Non fraintendete eh, non è che gli oceani se la passino molto meglio: l’ultimo rapporto delle Nazioni Unite, tuttavia, sposta l’attenzione sul fatto che ogni anno vengano utilizzate milioni di tonnellate di plastica nel sistema alimentare e agricolo, mettendo infine a rischio la sicurezza alimentare. “I suoli sono uno dei principali recettori delle plastiche agricole e sono noti per contenere quantità maggiori di micro-plastiche rispetto agli oceani”, ha infatti dichiarato Maria Helena Semedo, vice direttore generale della Fao.
Si tratta principalmente di micro-plastiche disperse, prodotto della rottura di prodotti più grandi che vengono per l’appunto consumate da persone e animali. E non serve certo una spiegazione scientifica approfondita per capire che sì, mangiare plastica fa male.
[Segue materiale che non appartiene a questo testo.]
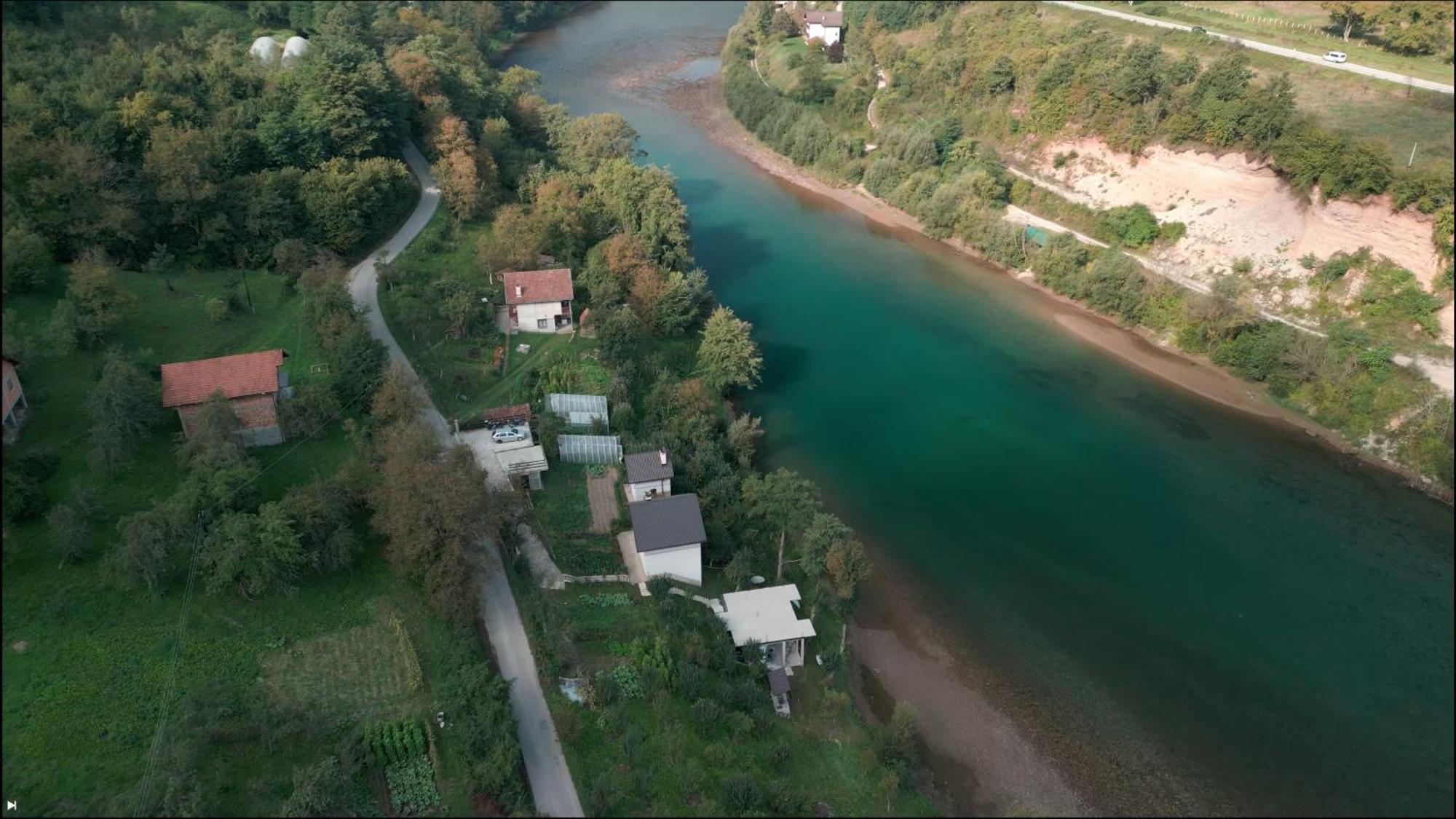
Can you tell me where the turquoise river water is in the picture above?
[511,3,1453,815]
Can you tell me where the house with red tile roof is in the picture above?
[496,266,575,332]
[3,357,31,440]
[804,12,844,47]
[162,349,288,446]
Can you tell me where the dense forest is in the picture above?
[724,0,1453,487]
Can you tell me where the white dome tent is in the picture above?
[282,35,309,66]
[248,36,280,66]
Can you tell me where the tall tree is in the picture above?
[552,112,638,173]
[86,348,162,472]
[198,502,306,601]
[697,307,763,392]
[1319,0,1377,42]
[743,468,818,583]
[371,420,494,627]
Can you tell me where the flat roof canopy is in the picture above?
[719,582,814,646]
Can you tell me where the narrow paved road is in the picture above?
[349,144,582,816]
[1044,0,1456,93]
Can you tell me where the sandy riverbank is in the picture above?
[664,76,1452,503]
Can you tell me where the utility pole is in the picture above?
[243,266,258,316]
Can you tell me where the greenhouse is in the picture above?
[556,436,622,464]
[546,392,607,427]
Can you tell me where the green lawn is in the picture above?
[3,261,495,815]
[759,36,850,95]
[1037,4,1456,167]
[1098,0,1453,83]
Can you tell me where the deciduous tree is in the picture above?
[697,307,763,392]
[86,348,162,472]
[198,502,306,601]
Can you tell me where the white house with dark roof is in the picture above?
[718,583,814,675]
[804,12,844,47]
[628,494,708,586]
[622,449,673,503]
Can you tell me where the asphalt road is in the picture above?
[349,144,582,816]
[1044,0,1456,93]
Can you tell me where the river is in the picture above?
[511,3,1453,815]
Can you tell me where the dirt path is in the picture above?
[587,467,617,532]
[349,143,582,816]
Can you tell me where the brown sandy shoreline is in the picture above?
[665,67,1450,815]
[667,76,1453,505]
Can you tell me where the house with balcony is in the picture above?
[495,266,575,332]
[622,449,673,503]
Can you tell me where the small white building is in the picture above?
[496,266,575,332]
[628,494,708,586]
[718,583,814,675]
[495,442,549,490]
[804,12,844,47]
[622,449,673,503]
[248,36,282,66]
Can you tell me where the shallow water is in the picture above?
[511,3,1453,815]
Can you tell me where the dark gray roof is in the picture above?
[628,494,708,553]
[769,669,789,697]
[626,449,673,484]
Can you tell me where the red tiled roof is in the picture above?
[162,349,288,406]
[804,12,844,29]
[505,266,574,304]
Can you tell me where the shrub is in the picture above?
[1099,204,1159,248]
[280,383,341,438]
[724,774,763,813]
[1158,221,1188,245]
[0,226,54,293]
[1315,252,1354,284]
[606,663,646,700]
[202,296,230,322]
[384,755,440,815]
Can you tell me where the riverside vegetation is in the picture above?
[380,44,930,815]
[3,1,585,816]
[722,0,1453,490]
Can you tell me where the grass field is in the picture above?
[3,259,501,815]
[530,458,626,576]
[1098,0,1453,83]
[1037,4,1456,167]
[759,36,850,95]
[379,210,607,419]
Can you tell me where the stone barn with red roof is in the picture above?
[162,349,288,446]
[496,266,575,332]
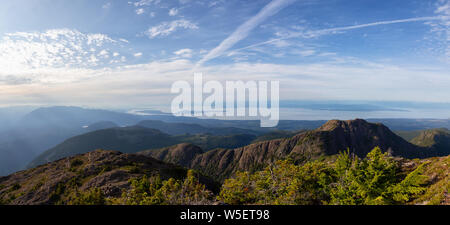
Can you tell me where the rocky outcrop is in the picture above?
[145,119,431,180]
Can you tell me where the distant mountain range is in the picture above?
[0,119,450,204]
[140,119,450,180]
[0,106,450,175]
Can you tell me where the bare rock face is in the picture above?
[0,150,217,205]
[146,119,431,180]
[138,143,203,167]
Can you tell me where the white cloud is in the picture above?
[0,29,126,82]
[198,0,295,65]
[233,16,443,56]
[174,48,192,58]
[169,8,178,16]
[0,59,450,107]
[427,0,450,60]
[102,2,111,9]
[136,8,145,15]
[133,0,160,7]
[146,19,198,38]
[102,2,111,9]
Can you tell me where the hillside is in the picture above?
[137,120,261,135]
[145,119,433,180]
[28,127,264,168]
[0,150,218,205]
[28,126,178,168]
Plastica che, per l’appunto, è davvero ovunque nel settore agricolo (così come nella pesca, si capisce): dagli attrezzi più comuni fino ai sacchetti per l’irrigazione e le protezioni per gli alberi, per un totale che stima un utilizzo di 12,5 milioni di tonnellate utilizzate nel mondo (dati del 2019). E questo lasciando fuori gli imballaggi alimentari, che rappresentano invece altre 37,3 milioni di tonnellate.
Chiaro, la plastica è economica e pratica. Non sorprende che sia utilizzata così tanto, ma ora la sua popolarità presenta un problema che non è più ignorabile. A tal proposito la Fao propone il modello delle 6R: rifiutare, riprogettare, ridurre, riutilizzare, riciclare e recuperare. Oltre a sembrare una filastrocca per boy scout, il piano propone l’adozione di pratiche che evitino l’uso di plastica sostituendola con alternative naturali o biodegradabili: una buona iniziativa, ma che verosimilmente senza l’introduzione di obblighi e sanzioni non porterà a un risvolto concreto.